Fernando Worbis AlonzoRelatos sorprendentes
Para José Antonio Gamboa Vargas, cerca su 65 cumpleaños
Me gusta pensar que la gente de nuestra generación nos tomábamos en serio la vida, aunque no tuviéramos acceso al torrente de información que tienen hoy los jóvenes a mano, tal vez porque nuestra educación se basaba en principios y valores, sustentados en la convicción de que la recompensa y el disfrute genuino sólo pueden ser productos de la templanza, con su amplia carga de contención y del trabajo tenaz, a diferencia de la cultura hedonista, paradójicamente siempre insatisfecha, en la que subsisten las nuevas generaciones como producto de lo que llamábamos antes la sociedad de consumo.
Pensar que nuestra vida era diferente, porque no rehuíamos al compromiso y, por el contrario, procurábamos cumplir con nuestra palabra, tal vez, porque nos considerábamos personas de honor.

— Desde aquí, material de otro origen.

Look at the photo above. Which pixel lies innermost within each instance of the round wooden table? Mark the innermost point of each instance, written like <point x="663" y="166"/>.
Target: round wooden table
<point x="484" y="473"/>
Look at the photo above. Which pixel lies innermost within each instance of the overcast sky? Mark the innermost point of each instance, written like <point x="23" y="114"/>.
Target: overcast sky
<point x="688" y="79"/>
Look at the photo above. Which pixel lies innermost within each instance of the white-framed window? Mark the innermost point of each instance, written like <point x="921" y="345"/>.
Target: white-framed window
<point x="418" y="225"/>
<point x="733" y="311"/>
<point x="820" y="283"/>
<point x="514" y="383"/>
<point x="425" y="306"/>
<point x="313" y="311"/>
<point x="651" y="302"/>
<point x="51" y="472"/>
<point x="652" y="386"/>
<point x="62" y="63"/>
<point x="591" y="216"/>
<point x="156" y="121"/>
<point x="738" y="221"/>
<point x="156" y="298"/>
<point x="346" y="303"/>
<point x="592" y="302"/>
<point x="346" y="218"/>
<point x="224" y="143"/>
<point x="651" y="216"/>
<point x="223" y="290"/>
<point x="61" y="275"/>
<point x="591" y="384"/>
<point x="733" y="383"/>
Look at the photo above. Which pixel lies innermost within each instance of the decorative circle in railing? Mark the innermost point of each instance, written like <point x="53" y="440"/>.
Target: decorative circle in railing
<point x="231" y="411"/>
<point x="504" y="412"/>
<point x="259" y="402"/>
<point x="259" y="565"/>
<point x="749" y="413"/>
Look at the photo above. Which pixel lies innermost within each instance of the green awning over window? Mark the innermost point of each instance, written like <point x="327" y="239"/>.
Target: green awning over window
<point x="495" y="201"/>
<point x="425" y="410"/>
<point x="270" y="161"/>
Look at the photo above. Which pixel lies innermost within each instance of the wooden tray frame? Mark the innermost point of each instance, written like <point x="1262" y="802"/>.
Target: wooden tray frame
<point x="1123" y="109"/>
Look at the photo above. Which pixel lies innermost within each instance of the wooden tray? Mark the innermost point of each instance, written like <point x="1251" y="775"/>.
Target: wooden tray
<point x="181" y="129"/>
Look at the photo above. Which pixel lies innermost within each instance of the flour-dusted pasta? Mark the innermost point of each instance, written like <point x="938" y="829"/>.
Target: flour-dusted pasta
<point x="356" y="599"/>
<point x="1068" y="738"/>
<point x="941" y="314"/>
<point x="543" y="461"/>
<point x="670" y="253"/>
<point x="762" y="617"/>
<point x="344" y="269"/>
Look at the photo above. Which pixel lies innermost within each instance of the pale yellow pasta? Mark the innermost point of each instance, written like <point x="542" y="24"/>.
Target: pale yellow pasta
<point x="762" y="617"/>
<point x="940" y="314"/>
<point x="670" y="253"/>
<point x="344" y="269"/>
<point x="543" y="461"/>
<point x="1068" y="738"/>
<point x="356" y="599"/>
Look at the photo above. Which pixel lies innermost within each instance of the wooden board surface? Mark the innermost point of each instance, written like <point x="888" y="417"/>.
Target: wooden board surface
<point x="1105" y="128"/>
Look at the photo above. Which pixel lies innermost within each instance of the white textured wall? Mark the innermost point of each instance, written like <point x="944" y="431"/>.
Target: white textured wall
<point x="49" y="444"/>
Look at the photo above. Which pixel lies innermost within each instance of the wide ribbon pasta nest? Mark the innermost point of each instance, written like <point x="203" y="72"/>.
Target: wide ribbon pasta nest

El asunto es que por honrar una promesa que yo había realizado junto con mis compañeros de infancia Mariano y Fernando, a los 28 años de edad me mantenía célibe, pues habíamos jurado abstenernos de tener sexo hasta que encontráramos el amor verdadero o, por lo menos no intercambiar monedas a cambio de una relación sentimental o física. Y aunque el pacto era difícil de cumplir, mi dedicación al estudio y las actividades académicas me mantenían distraído de mis apetitos naturales. No obstante hay circunstancias, voilá, que pueden hacerte flaquear.
En esa época estaba realizado unos estudios de posgrado en la Université des Sciences du Langedoc Ruisillon, en Francia, gracias a una beca que obtuve más por los resultados en un examen de selección, que por mis buenas calificaciones o mi aplicación en el francés, cuando casualmente salimos de vacaciones de verano y decidí, no sin cierto sentimiento de culpa, no regresar esa vez a mi tierra, para adentrarme un poco más en la vida común y corriente de aquel país y en su cultura.
La oportunidad se presentó cuando, en la universidad, nos informaron que estaban reclutando gente para que trabajara en la vendimia de uno de los cientos, tal vez miles, de huertos familiares que han prestigiado la elaboración de vino tinto de la región de Montpellier, y pensé para mí mismo: ¿qué mejor manera de integrarme al espíritu francés que participando en una vendimia? Además ganaría mis buenos francos, que era la moneda del país antes del euro.
Una vez tomada la decisión sentí que las cosas se desencadenaron pues, pienso ahora que el ambiente festivo que prevalece en las labores de cosecha, en especial la de la uva, se apodera de ti y te hace sentir con intensidad la joie de vivre.
Lo recuerdo muy bien, transcurría el mes de agosto y en los preparativos de las labores conocí a Claude, la sobrina del propietario del viñedo, que comandaría los trabajos de mi brigada. Por alguna razón que a veces, por modestia, atribuyo a mi extranjería, sentí que entre los dos se establecía una corriente de simpatía sin presentir, no conscientemente al menos, que pudiera transformarse, peligrosamente, merde!, en una poderosa atracción.
Y, aunque era un poco mayor que yo, no nos costó mucho trabajo intimar y me enteré -ella me lo contó- que se sentía “désolée” por una decepción amorosa que no había terminado de superar, lo que despertó en mí profundos sentimientos, al principio desinteresados, por consolarla.
Pero, sea por el ajetreo de la vendimia, o quizá por el calor del verano. Tal vez por la contención que por tanto tiempo había practicado -no lo sé, no estoy seguro- se derrumbó el muro de mi imperturbabilidad y “ce matin” acerté, como en un ingenuo juego de dardos, a lanzarle la brizna de un sarmiento que fue a dar en medio de sus dos redondos y bronceados pechos.
Ella sonrió y me advirtió que su tío no podía verme, ergo si él nos veía juntos: Vive La France!, por ello quedamos en que pasaría por mí, a la Rosiere, cerca de Verts bois, donde me hospedaba, para ir al cine. Pasó a mi cuarto pero, c’est la vie, no llegamos a la función. Fue mi primer contacto en la vida con el gineceo verdadero.
Luego choses de la vie, tuvimos que separarnos, pero no puedo dejar de recordarla de vez en cuando, sobre todo en verano, o cuando descorcho una botella de vino tinto.
Corría el año de 1984. Si encuentran un vino de esa cosecha, no duden en comprarlo, es una excelente producción. No se van a arrepentir.